We predicted that female mason bees will select the warmer nests first, and that females will leave nests earlier in the morning to begin foraging because they will reach the critical internal temperature necessary for flight sooner.
If heated bees have a greater window of foraging time, then we predict they’ll be able to construct nests at a faster rate in the warmer nests.
With greater nest construction will come a greater production of offspring from the bees in the warmed nests.
In terms of offspring quality, we predict that offspring of heated nests will emerge as weak individuals and mortality will be the highest for the heated brood.
…and we are pretty confident about this last prediction.
Insects are poikilothermic meaning their internal temperatures are determined by the environment. Past studies by researchers Bosch and Kemp have reported that mason bees who are overwintered at warm temperatures will “use up their metabolic reserves and are likely to die during the winter”. And a more recent study by researchers at the University of Arizona found that mason bees subjected to heating resulted in reduced body mass, fat content and high mortality of the mason bee offspring.
Our mason bees started hatching from cocoons in mid-April and began to colonize the nest structures. I captured video footage of the bees as they emerged in the morning to forage. If bees from heated nest sites emerge earlier, this will support our hypotheses that they reach their critical-for-flight temperature earlier, and get a leg-up on foraging compared to their neighbors.
I also conducted “nest checks” to track the rate of nest construction along with two other research assistants.
In the fall, the nest tubes will be extracted to examine the reproductive output, and in the following spring, offspring will be assessed for rates of mortality, offspring mass, and fat content.
Some of the challenges along the way have included dealing with insect pests. Spiders were easygoing inhabitants of the nest straws, for they only nested in empty straws, so we’d swap them out for a clean one. The earwigs were much more pervasive, and went for the already inhabited nests. As generalist foragers, the earwigs took advantage of provision balls of nectar and pollen that had not yet been sealed off by mud. Once I read that earwigs will indeed eat the mason bee eggs that are laid into the provision masses, I knew it was crucial to remove the earwigs from all nests, but these feisty creatures proved determined to stay. We ordered some tanglefoot, a sticky substance to trap the earwigs on their way up the structure post, and meanwhile I coaxed earwigs out with tiny pieces of grass. Jabbing them repeatedly would eventually provoke them to charge at the blade of grass and fall out from the straw.
Yellowjackets were another opportunistic nester. They’d sneak into the cocoon boxes to build nests, and always gave me a start when opening the tiny boxes. I removed their nests with an extended grabber tool and would destroy them in any way I could. I feel immensely lucky not to have been stung through this process.

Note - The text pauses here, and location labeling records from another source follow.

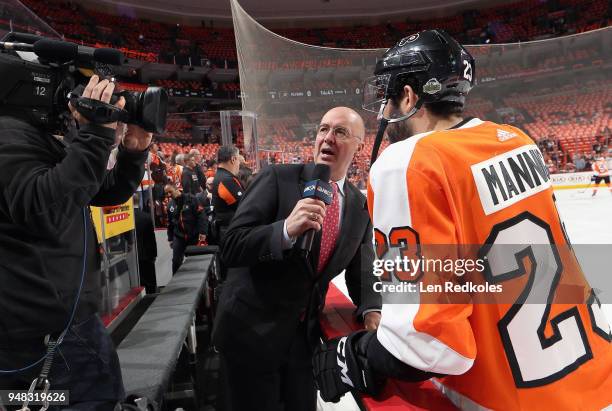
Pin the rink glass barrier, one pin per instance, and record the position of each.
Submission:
(549, 88)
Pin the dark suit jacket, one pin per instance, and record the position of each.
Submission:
(269, 292)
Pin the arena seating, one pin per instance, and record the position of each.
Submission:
(575, 128)
(520, 21)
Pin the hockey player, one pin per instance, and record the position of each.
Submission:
(456, 180)
(600, 173)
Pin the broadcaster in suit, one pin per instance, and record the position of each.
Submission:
(267, 324)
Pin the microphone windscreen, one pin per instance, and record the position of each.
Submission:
(54, 50)
(321, 172)
(108, 56)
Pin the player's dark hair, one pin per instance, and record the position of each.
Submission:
(438, 109)
(226, 153)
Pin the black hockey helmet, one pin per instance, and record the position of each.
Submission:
(441, 69)
(437, 67)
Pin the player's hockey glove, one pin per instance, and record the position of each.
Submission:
(341, 364)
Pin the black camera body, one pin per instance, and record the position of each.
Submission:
(41, 87)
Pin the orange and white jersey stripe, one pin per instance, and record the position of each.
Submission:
(600, 168)
(483, 183)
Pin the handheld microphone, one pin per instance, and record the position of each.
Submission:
(318, 188)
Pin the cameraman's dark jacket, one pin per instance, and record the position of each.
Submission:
(186, 218)
(44, 188)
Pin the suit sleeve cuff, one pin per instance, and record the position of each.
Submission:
(278, 240)
(287, 242)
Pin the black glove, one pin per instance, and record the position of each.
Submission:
(341, 364)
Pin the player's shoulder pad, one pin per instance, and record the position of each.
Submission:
(395, 158)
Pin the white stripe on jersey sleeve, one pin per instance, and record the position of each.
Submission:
(391, 208)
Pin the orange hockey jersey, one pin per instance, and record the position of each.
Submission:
(483, 183)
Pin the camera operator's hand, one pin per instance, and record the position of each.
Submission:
(307, 214)
(136, 138)
(98, 90)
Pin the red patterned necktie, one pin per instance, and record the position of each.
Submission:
(330, 230)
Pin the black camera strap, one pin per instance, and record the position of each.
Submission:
(98, 112)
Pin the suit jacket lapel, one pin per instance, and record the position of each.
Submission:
(313, 256)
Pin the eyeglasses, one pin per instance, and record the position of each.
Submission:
(339, 132)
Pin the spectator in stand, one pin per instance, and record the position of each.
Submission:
(180, 160)
(212, 169)
(597, 147)
(245, 175)
(197, 156)
(146, 246)
(209, 186)
(227, 189)
(187, 223)
(174, 172)
(579, 162)
(157, 167)
(190, 180)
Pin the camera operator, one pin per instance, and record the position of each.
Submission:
(49, 250)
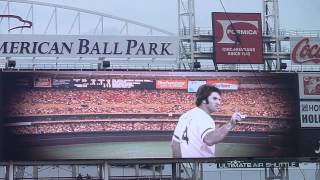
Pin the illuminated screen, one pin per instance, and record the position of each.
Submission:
(132, 115)
(237, 38)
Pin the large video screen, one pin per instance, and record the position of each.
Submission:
(133, 115)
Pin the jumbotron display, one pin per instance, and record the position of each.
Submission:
(134, 115)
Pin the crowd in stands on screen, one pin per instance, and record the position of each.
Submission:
(252, 102)
(255, 125)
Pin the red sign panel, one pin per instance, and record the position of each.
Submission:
(172, 84)
(237, 38)
(225, 84)
(305, 50)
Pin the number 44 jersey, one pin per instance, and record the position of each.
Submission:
(192, 127)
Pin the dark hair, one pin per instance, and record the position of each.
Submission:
(204, 92)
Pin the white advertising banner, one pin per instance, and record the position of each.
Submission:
(309, 85)
(305, 50)
(310, 113)
(88, 46)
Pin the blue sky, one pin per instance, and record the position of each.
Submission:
(294, 14)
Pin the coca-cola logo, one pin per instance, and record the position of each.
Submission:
(26, 23)
(304, 52)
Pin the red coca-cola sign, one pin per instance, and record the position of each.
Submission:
(305, 51)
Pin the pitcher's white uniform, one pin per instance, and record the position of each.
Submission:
(190, 131)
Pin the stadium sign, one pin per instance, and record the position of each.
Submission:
(171, 84)
(88, 46)
(309, 86)
(227, 84)
(305, 50)
(251, 164)
(237, 38)
(310, 113)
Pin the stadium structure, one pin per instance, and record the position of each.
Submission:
(42, 106)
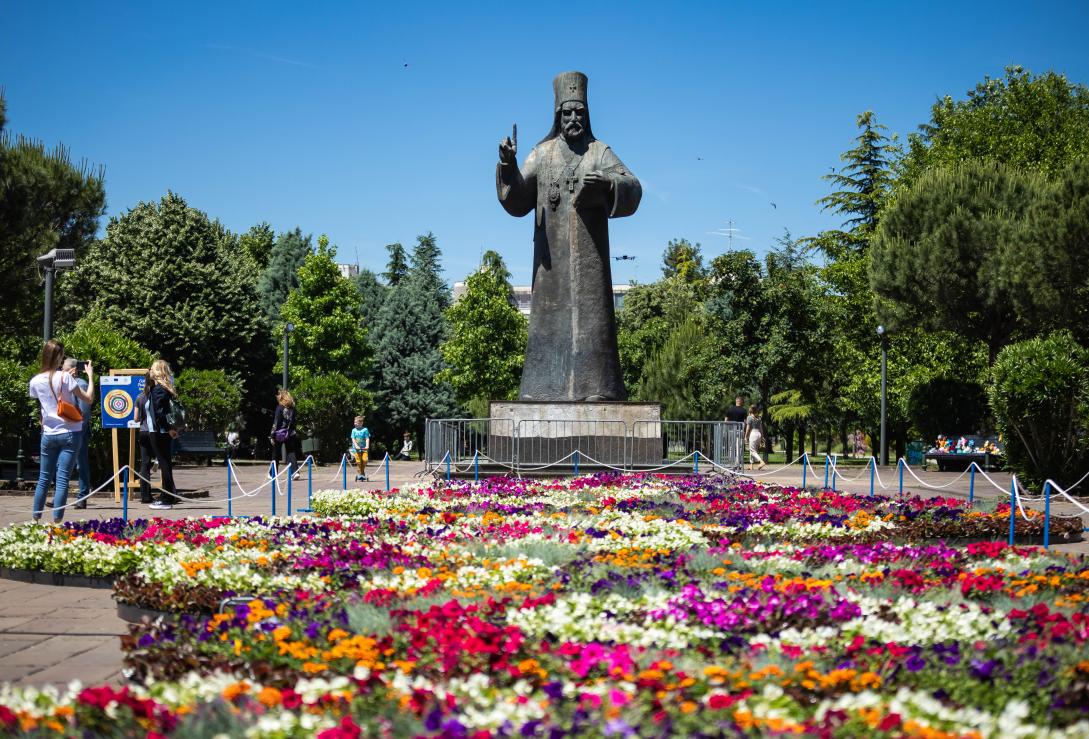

The most terrifying surprise during the project was a fat snake that was living in the solar panel battery box. It popped out at me hissing while I conducted a routine check. Alas, I was too spooked to take on this unexpected visitor and let it leave on its own time.
Preliminary Findings & Observations
By mid-May, a pretty clear pattern was emerging. At each structure, the control shelf’s nests (+ 0 °C) were full and capped with mud, while the hottest shelves were almost completely empty. We will analyze nest check data to confirm that these patterns are not just arising by chance, but a study that was released this past April showed another species of mason bee in Poland following the same pattern of nest site preference and selection for cooler nest sites.
The mason bees’ unexpected behavior of avoiding the heated chambers may lead to trouble during the second part of the experiment because this means our sample size for heated offspring has become so tiny, but here it is important to note that this is mason bee project is a pilot study and so the data collected this year will simply influence more specific future research.
these preliminary findings make me think that mason bees have an ingrained sense to avoid warm nests, which might show mason bees’ adaptability in the face of climate change, that is, if they can manage to continue finding cool nests. People managing mason bees find that nests facing the morning sun are the most attractive to the bees, but I wonder how long it will be before temperatures rise and mason bees start avoiding these sunny nests.
By the end of May, I’d only see a few the mason bees per visit, so the season was clearly coming to an end. I wrapped up data collection and am now spending the summer extracting data from the video footage, and checking up on the bees to ensure they are safe and sound until Fall inspections.
I am wishing the best to both the wild bees in our region and those in our study, as the temperatures skyrocket this week but with this summer’s heat wave, I don’t think we need to simulate climate change; it is right here before us. Even though it is practically inevitable that temperatures will rise to dangerous heights in my generation’s lifetime, there is so much life to be saved, and there is no time to waste.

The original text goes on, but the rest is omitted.